Un tiempo ya sin esperanzas, sin Godot: "Así es este tiempo. Cambiamos la expectativa por la expectación. Ya no queremos esperar nada."

 

Pasan nubes oscuras con la muerte al hombro, se agitan ramas, gorjea un pájaro, yo era un niño, un perro se pierde, "suenan campanas. Distintas a las de siempre. Aún así, campanas. Las de siempre desde hace un par de horas. Un par de meses. Un par de años." Más adelante, en otro poema reitera en anáfora: "Seguimos adelante. / Seguimos adelante." Así sin nada, como el carro de Alberto Caeiro, sin querer tener esperanzas, mientras que las ruedas traqueteen.

 

Quiero leer el final del escrito como una resolución escéptica, como una aceptación de la vida que comienza tras el periodo pandémico con la hipótesis de vivirla ‘como si’, sabiendo que no.

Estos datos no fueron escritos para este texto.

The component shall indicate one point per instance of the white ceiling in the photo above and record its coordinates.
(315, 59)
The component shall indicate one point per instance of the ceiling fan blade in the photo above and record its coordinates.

Como si lo que ahora comienza fuera igual a lo de antes, sin creérselo. Una vida de supervivencia que anula el tiempo de antes, el de después, mirando el pasar de las cosas sin entenderlas, "Solo es posible inventar. / Y después, seguir caminando como si no pasará nada. / Como si el mundo no hubiera cambiado”.

 

Así termina la vida y comienza la supervivencia.